Column lengths must agree. Mismatches raise ValueError before the engine sees the data.

String columns are accepted for terms like group(site) and are encoded by the engine.

Missing data

gamfit does not impute. Drop or impute rows upstream:

  • df.dropna(subset=[...]) in pandas.
  • sklearn.impute or equivalent.
  • For survival, ensure entry/exit/event columns are complete.

What predict() returns

By default, the return container matches the input kind, falling back to the training kind, then to dict. Override with return_type=:

return_type Returns
None (default) Input kind, else training kind, else dict.
"dict" dict[str, list].
"numpy" 2-D numpy.ndarray with columns in fixed order.
"pandas" pandas.DataFrame.
"polars" polars.DataFrame.
"pyarrow" pyarrow.Table.
model.predict(test_df, return_type="dict")
model.predict(test_df, return_type="numpy")
model.predict(test_df, return_type="pandas")

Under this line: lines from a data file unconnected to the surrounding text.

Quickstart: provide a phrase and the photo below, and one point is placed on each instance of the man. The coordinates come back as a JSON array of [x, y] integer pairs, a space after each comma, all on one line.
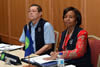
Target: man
[[42, 32]]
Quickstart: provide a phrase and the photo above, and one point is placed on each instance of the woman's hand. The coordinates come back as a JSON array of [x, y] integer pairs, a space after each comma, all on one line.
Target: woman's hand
[[53, 56]]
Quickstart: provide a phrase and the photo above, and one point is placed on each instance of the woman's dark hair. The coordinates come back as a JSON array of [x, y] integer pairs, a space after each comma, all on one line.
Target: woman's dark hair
[[77, 13], [39, 7]]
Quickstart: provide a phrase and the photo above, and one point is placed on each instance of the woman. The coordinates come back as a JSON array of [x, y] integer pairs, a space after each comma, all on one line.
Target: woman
[[74, 40]]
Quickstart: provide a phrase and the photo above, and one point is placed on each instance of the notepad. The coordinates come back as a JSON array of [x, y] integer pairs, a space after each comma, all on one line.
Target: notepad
[[40, 59]]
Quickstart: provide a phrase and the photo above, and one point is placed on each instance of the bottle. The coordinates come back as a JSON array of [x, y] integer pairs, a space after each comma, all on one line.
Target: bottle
[[60, 60]]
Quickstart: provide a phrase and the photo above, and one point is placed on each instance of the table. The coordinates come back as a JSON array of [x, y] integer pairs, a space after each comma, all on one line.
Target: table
[[19, 53]]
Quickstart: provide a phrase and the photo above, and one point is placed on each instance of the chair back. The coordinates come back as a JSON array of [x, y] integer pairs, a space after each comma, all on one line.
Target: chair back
[[56, 39], [94, 43]]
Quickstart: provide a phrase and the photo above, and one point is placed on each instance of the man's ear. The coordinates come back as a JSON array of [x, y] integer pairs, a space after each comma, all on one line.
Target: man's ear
[[40, 13]]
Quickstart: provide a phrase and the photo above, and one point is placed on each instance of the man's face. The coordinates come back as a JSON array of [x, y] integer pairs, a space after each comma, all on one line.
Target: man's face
[[33, 13], [70, 19]]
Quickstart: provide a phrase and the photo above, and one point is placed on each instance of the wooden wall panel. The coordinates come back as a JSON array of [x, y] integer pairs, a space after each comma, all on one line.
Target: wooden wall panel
[[45, 4], [17, 17], [13, 16], [4, 20], [93, 17]]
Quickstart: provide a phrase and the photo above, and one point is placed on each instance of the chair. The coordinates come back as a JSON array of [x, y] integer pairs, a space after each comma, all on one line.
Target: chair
[[94, 43], [56, 39]]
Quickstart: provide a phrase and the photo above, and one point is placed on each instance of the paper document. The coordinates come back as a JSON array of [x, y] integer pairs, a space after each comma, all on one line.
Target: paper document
[[9, 47], [40, 59]]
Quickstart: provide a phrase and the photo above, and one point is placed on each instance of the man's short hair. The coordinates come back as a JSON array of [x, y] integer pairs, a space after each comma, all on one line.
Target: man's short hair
[[39, 7]]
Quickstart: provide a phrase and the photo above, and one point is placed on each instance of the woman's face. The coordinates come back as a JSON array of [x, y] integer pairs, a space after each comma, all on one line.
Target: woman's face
[[70, 19]]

Array-returning model classes

Transformation-normal models and Bernoulli marginal-slope models return a 1-D numpy.ndarray of shape (n_samples,) by default. Passing id_column= or return_type= switches them to a two-column table.

# 1-D numpy by default
z = model.predict(test_df)                       # shape (n,)

# Two-column table when id_column or return_type is set
df = model.predict(test_df, id_column="patient", return_type="pandas")
z = df["z"].to_numpy()                           # transformation-normal

The value column is named z for transformation-normal output and mean for Bernoulli marginal-slope output. Flattening the two-column table with np.asarray(...) produces a shape (n, 2) array; extract the column explicitly when an array is wanted.

Identifier columns

A column that is not part of the model can be carried through to the output by naming it with id_column=:

preds = model.predict(
    [
        {"patient_id": "P001", "x": 1.5},
        {"patient_id": "P002", "x": 2.5},
    ],
    id_column="patient_id",
    return_type="dict",
)
# preds = {"patient_id": ["P001", "P002"], "eta": [...], "mean": [...]}

The id column is excluded from the model and may be any type that stringify_cell accepts.